The cinquain - a how-to post

Apr 27, 2016 08:21

For history on the creation of this American form by poet Adelaide Crapsey, I hope you will read yesterday's post, if you haven't already done so. The word cinquain is pronounced "SIN-kane", by the by.

The requirements for writing a cinquain

And please note, this may differ from what your kid learned at school, where some teachers say that a cinquain "describes a person, place or thing", using a string of adjectives in lieu of actual poetry. Or they are told that the first line should be the subject, the second a description, the third an action of some sort, the fourth a feeling, and the fifth a conclusion. (This is occasionally referred to as the "didactic cinquain", and was undoubtedly an effort to create formula where kids could come up with somewhat successful poems quickly and relatively easily. I applaud the idea of teaching and writing poetry, but not the redefinition of a form in such a manner.)

While those are excellent hints or tips, they are NOT requirements of the form at all, and teaching them as if they are set in stone is horse manure and trivializes this form, in my opinion. And given that this form was developed by a female poet who has herself been trivialized by history, largely because of gender reasons, well . . . you may imagine that I do not appreciate further trivialization or marginalization.
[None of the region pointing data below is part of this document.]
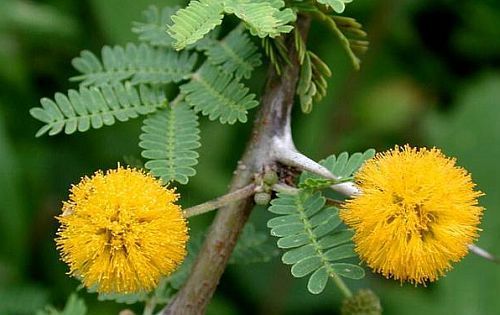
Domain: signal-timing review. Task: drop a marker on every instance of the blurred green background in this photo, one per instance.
(431, 77)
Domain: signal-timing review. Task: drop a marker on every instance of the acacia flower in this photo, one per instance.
(121, 231)
(416, 214)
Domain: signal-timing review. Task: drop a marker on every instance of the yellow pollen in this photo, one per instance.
(416, 214)
(121, 231)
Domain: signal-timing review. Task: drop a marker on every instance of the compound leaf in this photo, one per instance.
(95, 107)
(169, 139)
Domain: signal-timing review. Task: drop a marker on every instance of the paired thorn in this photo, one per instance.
(483, 253)
(285, 152)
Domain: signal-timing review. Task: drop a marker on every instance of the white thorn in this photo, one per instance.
(285, 152)
(482, 253)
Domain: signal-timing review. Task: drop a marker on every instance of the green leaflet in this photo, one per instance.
(262, 18)
(195, 21)
(218, 95)
(236, 53)
(343, 166)
(95, 107)
(141, 64)
(337, 5)
(153, 30)
(253, 247)
(315, 243)
(169, 139)
(312, 83)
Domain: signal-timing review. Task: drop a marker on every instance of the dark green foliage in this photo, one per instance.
(154, 29)
(262, 18)
(234, 54)
(218, 95)
(195, 21)
(315, 243)
(139, 64)
(95, 107)
(169, 140)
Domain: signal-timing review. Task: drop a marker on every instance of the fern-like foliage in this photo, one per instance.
(95, 107)
(337, 5)
(253, 247)
(195, 21)
(236, 53)
(141, 64)
(169, 139)
(312, 84)
(313, 238)
(343, 166)
(218, 95)
(154, 30)
(263, 18)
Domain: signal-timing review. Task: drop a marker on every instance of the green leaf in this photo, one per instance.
(154, 30)
(218, 95)
(312, 85)
(142, 64)
(349, 271)
(263, 18)
(195, 21)
(236, 53)
(169, 139)
(95, 107)
(317, 281)
(309, 231)
(253, 247)
(343, 25)
(306, 266)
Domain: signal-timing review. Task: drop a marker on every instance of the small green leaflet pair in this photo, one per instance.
(126, 82)
(311, 232)
(263, 18)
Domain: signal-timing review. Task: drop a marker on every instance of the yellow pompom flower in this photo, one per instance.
(121, 231)
(416, 214)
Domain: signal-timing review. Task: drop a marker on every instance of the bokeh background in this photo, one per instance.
(431, 77)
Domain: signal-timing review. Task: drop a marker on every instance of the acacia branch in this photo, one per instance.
(273, 121)
(221, 201)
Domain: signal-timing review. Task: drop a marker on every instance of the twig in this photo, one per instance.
(273, 120)
(214, 204)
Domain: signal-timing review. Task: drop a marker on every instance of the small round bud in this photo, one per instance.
(262, 198)
(364, 302)
(270, 178)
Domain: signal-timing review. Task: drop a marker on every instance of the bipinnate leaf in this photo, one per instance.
(153, 30)
(218, 95)
(141, 64)
(169, 139)
(315, 244)
(95, 107)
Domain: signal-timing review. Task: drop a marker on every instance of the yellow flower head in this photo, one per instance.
(416, 213)
(121, 231)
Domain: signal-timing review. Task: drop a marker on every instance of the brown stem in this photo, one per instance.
(273, 121)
Perhaps I digress. Hops off soapbox.

A cinquain has five lines. No more, no less. Each line has its own syllabic requirement.
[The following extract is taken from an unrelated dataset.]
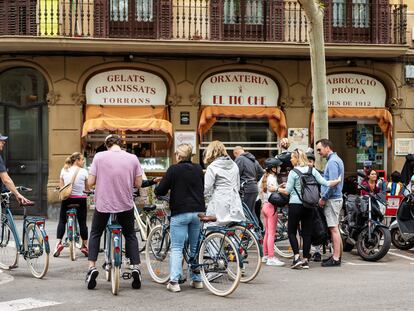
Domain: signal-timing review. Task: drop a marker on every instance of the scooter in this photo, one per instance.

Each line requires a specific number of stressed syllables: 1-2-3-4-1. Ordinarily, each line contains double that amount of actual syllables (2-4-6-8-2), but see "Trapped", one of the poems posted yesterday, which concludes with a monosyllable in the fifth line. (And oh, is it a killer.)

Trapped
by Adelaide Crapsey

Well and
If day on day
Follows, and weary year
On year . . .and ever days and years . . .
Well?

Crapsey's sense of being trapped in the numbing sameness of her illness really comes through here, and that last line fascinates me. It can be read to mean "so what?" or "then what?", but also as indicating a sense of despair. Or maybe she wonders if she will ever be well again. The more one reads and thinks, the more open her work becomes.

Cinquains often have titles. It makes sense, too - when a poem is by definition as "small" as a cinquain is, a title can do a lot of work. It can set the scene or tone, grounding the reader in the subject matter, which might not otherwise be actually mentioned in the body of the poem.


Check out the following cinquain, which has a whopping title, though the part after the comma is sometimes rendered as a subtitle or almost epigram.

Saying of Il Haboul, Guardian of the Treasure of Solomon and Keeper of the Prophet's Armour
by Adelaide Crapsey

My tent
A vapour that
The wind dispels and but
As dust before the wind am I
Myself.

This poem is one sentence "My tent a vapour that the wind dispels and but as dust before the wind am I myself." So easy to read it as if it were "My tent, a vapour that the wind dispels," but that's not what she wrote. Also "but as dust before the wind am I myself" - figuring that out isn't as simple as it seems at first. On the one hand, the poem appears to mean that the wind is so strong it blows away the tent and the man as well (as if he were dust). On the other, it could also mean "I am myself when I am as dust before the wind" - does she mean he's his true self? Most himself at that point? Only himself when at that point?

Note that these poems evoke strong feeling, and undoubtedly intended to convey strong feeling, all while being rooted in words that are not about that at all - they are not a noun and a few adjectives and a feeling, etc., even though I acknowledge that such a formula could be used to create a cinquain.

To sum up: five lines, with syllable counts of no more than 2-4-6-8-2 and stressed syllables of 1-2-3-4-1; may have a title (though it's not a requirement).